Directed by Tabrez Noorani.
Starring Mrunal Thakur, Riya Sisodiya, Freida Pinto, Sai Tamhankar, Manoj Bajpayee, Richa Chadda, Anupam Kher, Demi Moore and Mark Duplass.
SYNOPSIS:
When her sister is sent to Mumbai by her father in order to work, a young woman decides to follow her sibling, only to discover that she has been sold into sexual slavery.
Sometimes, movies are designed as pure entertainment. Sometimes, they exist to make a political point. Other times, though, they serve as exercises in raising awareness of issues that do not get enough spotlight within modern discourse. It’s the latter purpose that drives Love Sonia, in which debutant director Tabrez Noorani channels his own experience working with NGOs into a harrowing depiction of sex trafficking in India. The film is gruelling, hitting hard enough for the message to truly sink in.
At the centre of the narrative is acting newbie Mrunal Thakur as the title character, dismissed by her father (“we are unfortunate because you are unattrative”) as he tries to turn around the fortunes of his isolated farm, while managing his debts to a shady criminal gang. Soon, Sonia’s sister Preeti (Riya Sisodiya) is sent to Mumbai.

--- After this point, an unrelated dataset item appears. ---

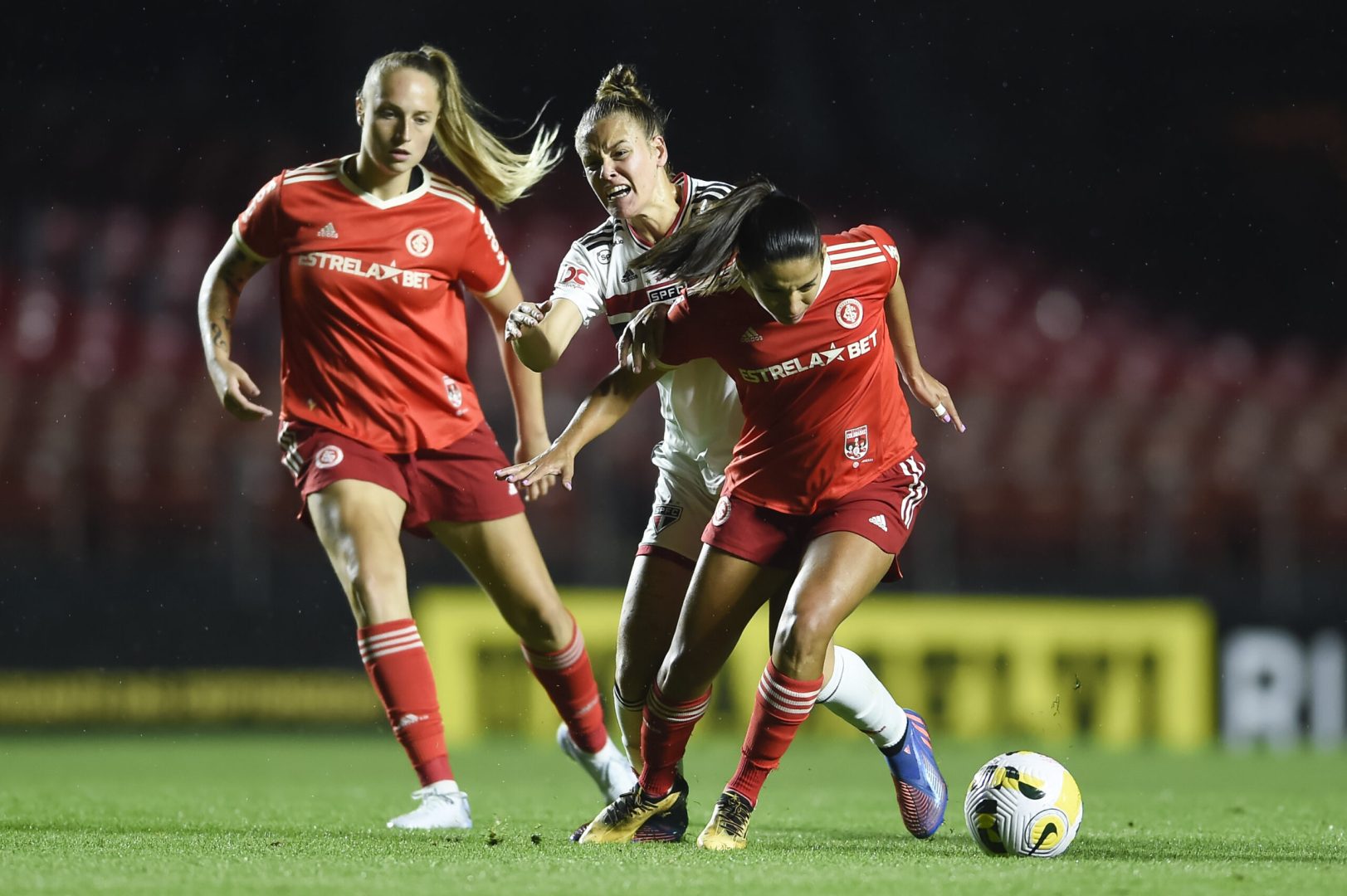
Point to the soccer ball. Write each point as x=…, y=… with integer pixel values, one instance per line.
x=1022, y=805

When Sonia is told she has gone there to work, she organises her own travel across the country.
What follows is a distressing descent into the criminal underworld, as Sonia’s innocent eyes are quickly muddied by the horrors of the industry into which she is forced. Thakur’s performance is terrific, as a woman who is physically fragile, but driven by the firm emotional belief that her father would not have forced her sister into this fate and that there’s a perfectly reasonable explanation for what has happened. The creeping power of Love Sonia is in watching Thakur gradually fracture with fear as she gains a growing appreciation for the darkness of her predicament.
Even more shocking, though, is the acceptance of the situation by those around Sonia. Freida Pinto, who met Noorani on the set of Slumdog Millionaire in his capacity as a line producer, is chilling in her detachment as Rashmi – a woman who has grown jaded by her long-term predicament. Manoj Bajpayee’s brothel owner Faizal is terrifying in that he exercises control over his workers via slick manipulation rather than through fear of violence. These women believe that they have no choice but to stay, and that’s a brutal blow to deal to the audience.

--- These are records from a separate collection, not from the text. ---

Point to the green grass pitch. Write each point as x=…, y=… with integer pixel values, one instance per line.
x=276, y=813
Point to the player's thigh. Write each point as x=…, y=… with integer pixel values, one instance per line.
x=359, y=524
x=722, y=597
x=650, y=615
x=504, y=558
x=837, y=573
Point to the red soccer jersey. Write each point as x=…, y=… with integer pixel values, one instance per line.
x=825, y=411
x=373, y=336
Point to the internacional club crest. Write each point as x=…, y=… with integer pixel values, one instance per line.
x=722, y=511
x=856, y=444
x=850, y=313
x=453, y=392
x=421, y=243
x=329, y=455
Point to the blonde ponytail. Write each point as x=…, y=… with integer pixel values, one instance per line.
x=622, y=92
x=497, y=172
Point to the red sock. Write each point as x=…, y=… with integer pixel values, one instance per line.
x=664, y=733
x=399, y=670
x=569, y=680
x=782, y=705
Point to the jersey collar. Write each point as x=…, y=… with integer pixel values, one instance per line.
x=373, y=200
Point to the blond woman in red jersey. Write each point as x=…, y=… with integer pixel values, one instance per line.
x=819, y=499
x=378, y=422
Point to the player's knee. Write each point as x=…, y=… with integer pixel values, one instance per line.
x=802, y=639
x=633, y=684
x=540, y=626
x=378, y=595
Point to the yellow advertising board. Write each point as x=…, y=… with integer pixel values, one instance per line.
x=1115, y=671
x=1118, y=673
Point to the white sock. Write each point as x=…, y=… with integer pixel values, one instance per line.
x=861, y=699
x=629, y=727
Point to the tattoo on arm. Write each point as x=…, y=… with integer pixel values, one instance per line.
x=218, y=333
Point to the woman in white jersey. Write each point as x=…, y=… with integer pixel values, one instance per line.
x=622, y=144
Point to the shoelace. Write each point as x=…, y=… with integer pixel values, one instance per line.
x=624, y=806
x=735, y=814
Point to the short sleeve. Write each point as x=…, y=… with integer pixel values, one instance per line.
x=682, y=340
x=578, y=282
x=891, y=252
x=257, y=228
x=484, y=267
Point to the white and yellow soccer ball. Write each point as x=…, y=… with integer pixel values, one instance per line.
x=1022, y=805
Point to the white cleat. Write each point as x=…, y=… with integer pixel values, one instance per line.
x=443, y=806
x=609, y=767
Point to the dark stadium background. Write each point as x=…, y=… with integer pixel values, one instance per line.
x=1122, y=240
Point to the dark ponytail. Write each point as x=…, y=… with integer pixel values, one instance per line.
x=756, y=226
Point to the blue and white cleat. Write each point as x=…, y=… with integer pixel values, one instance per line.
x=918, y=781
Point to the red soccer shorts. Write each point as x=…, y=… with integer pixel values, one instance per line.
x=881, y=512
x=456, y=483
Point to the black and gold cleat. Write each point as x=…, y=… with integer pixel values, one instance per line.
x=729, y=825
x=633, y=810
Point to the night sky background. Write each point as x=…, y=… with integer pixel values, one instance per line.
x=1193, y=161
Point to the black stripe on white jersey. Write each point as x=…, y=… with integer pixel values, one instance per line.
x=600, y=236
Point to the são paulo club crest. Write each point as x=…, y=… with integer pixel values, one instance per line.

Noorani’s direction plunges the audience right into the heart of this cramped, filthy world. It’s as if the viewer is permanently stooping slightly to creep through haphazard doorways and squeeze into tiny, inadequate living quarters. Through the lens of cinematographer Lucas Bielan, there’s a stark contrast drawn between the corridors of sleaze and the parochial beauty of the farm on which Sonia and her sister were raised. Later on, the story spreads its wings and travels to Hong Kong and Los Angeles, showcasing just how far the influence of these criminal gangs extends across the globe.
This is a bracing and unsettling movie that never pulls a punch in depicting the horror of sexual slavery. It does, however, feel a little overly and clunkily didactic in the third act when a number of NGOs become a part of the narrative, with Demi Moore popping up for a brief cameo – she herself works with similar campaign organisations. There are also a few swerves into overly lurid crime-thriller territory – a scene of threat by serpent feels like a particularly unwelcome diversion into trash – that rather undermine the serious messaging on show. When it hits, though, it hits very hard indeed.